The 19th century Chinese craze for all things European

The British Museum's new show about China's 'hidden century' is all the more interesting for going beyond the political

A primitive peasant raincoat (1800-06), made from palm leaves and straw, betrays the huge economic inequalities of the dying empire. © The Trustees of the British Museum 
issue 10 June 2023

By the 1800s, the mechanical clock had become a status symbol for wealthy Chinese. The first arrived with Jesuit missionaries and Portuguese merchants years earlier, but it wasn’t until the early 19th century that those outside of the imperial court could afford them. Rich merchant families displayed their clocks proudly, like their European counterparts had showed off pineapples. Women’s jackets started to be decorated with ‘clock buttons’ made of enamel and one family embroidered a clock face on to their baby’s silk bib.
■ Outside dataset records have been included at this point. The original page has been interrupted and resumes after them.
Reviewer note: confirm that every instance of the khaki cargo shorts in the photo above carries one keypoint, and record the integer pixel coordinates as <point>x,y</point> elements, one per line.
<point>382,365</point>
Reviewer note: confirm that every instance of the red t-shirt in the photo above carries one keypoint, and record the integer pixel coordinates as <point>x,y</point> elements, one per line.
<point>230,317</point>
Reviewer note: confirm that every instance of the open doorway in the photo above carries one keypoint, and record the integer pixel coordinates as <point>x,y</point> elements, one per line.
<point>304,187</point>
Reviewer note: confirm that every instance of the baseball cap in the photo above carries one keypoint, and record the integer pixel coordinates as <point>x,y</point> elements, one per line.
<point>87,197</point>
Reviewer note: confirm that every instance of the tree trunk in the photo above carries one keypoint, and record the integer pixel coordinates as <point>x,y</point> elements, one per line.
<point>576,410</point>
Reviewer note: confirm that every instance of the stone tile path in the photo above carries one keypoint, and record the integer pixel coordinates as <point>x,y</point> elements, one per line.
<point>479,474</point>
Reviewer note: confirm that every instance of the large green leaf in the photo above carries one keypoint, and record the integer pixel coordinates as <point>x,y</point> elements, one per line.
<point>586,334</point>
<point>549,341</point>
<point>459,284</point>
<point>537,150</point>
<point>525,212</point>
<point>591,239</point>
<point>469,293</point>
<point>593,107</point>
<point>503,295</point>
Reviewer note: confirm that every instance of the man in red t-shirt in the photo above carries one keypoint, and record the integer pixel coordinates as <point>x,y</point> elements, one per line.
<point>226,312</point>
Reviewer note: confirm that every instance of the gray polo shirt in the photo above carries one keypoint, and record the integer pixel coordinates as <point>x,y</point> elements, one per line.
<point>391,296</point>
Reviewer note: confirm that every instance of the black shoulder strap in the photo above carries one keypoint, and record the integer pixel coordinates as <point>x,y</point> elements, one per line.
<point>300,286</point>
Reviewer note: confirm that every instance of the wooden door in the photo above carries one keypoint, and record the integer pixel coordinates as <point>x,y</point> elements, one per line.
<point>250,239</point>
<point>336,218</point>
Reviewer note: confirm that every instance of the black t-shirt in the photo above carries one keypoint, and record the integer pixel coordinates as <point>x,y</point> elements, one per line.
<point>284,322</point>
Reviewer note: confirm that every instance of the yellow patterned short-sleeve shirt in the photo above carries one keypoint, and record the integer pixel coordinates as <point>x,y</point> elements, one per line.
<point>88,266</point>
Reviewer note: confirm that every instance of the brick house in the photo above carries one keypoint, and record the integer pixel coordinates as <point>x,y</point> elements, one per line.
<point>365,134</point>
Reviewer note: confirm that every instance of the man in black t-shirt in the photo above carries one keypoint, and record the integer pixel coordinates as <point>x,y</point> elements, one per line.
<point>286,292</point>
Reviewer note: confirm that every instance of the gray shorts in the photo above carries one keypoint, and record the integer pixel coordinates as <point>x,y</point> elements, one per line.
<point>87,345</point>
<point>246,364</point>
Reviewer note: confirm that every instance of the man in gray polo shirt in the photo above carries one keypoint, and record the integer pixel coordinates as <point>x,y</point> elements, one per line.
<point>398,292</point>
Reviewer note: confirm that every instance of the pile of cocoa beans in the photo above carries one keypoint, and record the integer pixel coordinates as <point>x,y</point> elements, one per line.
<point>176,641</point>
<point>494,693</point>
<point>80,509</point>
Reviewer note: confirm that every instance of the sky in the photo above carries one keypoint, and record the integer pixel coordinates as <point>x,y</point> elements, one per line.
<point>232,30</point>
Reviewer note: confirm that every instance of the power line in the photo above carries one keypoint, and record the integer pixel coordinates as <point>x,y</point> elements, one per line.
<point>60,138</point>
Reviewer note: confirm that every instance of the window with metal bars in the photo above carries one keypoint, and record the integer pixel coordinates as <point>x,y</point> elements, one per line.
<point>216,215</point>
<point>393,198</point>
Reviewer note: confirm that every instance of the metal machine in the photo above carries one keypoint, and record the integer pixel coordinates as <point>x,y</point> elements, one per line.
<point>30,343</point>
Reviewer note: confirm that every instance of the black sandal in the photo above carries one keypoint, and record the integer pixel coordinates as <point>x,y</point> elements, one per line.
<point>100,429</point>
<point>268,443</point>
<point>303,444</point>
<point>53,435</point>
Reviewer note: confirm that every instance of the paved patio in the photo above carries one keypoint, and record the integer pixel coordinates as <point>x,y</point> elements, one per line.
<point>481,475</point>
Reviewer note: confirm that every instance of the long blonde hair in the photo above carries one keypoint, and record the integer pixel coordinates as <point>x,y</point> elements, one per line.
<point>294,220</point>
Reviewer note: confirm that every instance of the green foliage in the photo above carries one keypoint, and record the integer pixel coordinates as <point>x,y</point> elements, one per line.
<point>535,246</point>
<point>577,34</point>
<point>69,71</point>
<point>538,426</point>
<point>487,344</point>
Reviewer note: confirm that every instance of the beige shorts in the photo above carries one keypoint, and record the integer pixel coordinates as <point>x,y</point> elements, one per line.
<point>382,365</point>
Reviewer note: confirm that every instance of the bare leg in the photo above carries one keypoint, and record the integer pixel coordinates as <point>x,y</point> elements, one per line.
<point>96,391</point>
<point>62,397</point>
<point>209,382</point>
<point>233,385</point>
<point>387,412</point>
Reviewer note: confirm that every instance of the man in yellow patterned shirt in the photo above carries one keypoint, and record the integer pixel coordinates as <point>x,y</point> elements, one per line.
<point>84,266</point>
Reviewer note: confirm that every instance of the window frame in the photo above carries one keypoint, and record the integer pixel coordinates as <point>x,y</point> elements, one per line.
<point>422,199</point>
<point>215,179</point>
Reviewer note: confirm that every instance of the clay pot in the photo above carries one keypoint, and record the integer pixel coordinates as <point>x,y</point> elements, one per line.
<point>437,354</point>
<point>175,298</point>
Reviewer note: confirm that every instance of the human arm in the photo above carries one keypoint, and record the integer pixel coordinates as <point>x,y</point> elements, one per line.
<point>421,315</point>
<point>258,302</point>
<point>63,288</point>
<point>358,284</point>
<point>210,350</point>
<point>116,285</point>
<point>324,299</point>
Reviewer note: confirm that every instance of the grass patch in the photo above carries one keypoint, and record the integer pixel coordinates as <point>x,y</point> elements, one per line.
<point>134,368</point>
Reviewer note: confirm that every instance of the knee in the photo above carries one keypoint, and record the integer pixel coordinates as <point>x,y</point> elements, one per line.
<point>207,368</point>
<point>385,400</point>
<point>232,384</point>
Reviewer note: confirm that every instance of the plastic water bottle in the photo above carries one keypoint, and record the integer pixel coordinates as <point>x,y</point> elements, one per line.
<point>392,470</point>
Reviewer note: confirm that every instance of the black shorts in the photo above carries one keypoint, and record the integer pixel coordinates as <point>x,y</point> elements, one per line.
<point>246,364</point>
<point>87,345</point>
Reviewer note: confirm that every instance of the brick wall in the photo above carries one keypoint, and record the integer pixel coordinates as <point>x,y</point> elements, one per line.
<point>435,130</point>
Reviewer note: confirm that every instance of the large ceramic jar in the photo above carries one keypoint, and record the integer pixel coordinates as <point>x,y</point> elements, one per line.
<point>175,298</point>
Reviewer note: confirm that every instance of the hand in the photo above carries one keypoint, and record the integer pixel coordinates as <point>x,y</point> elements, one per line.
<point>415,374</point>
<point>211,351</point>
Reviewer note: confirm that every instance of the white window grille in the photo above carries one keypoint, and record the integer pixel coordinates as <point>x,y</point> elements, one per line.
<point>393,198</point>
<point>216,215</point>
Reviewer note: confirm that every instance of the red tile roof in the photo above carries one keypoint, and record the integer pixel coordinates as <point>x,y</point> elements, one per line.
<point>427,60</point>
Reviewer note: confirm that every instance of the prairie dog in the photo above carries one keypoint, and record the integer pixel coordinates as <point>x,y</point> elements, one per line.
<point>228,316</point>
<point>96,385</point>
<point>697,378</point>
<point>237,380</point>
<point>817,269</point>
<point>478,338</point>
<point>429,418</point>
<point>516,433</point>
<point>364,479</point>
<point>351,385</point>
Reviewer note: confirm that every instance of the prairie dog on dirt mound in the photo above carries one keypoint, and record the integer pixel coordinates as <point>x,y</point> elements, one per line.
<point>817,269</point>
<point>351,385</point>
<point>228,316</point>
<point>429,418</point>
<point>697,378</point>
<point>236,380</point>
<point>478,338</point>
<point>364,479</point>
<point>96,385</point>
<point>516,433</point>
European aesthetics made their way into other parts of Chinese society too. Traditional ink portraits became colourful and hyper-realistic, inspired by photography. Courtesans learned to play billiards and ate in restaurants decorated like European salons. The artist Wu Youru illustrated these early modern scenes along with vignettes from western life: village cricket played in the English countryside or New York firemen at work. The pictures were lithographically printed in the Dianshizhai Huabao, a Shanghai-based magazine founded by a British businessman in 1884.

Colonial European powers were expanding their reach ever eastwards

You can see all these works in the British Museum’s new show China’s hidden century. The dark exhibition space is cloistered with glowing paper screens, among which sit more than 300 exhibits that tell the story of Qing China’s final century, through elite politics down to everyday life. Curious fusions in fashion, art and household items were created through China’s interactions with Europeans. The country was transforming from a feudal empire to a modern republic.

This wasn’t always a happy (or voluntary) process. As much as artists and merchants were intrigued by the ideas and aesthetics brought by the foreigners, the foreigners were also (more often than not) brutal in their methods. Colonial European powers were expanding their reach ever eastwards. Cultural histories of Chinese art have often skated over this era, writes co-curator Julia Lovell in the exhibition’s companion catalogue, hence ‘hidden’.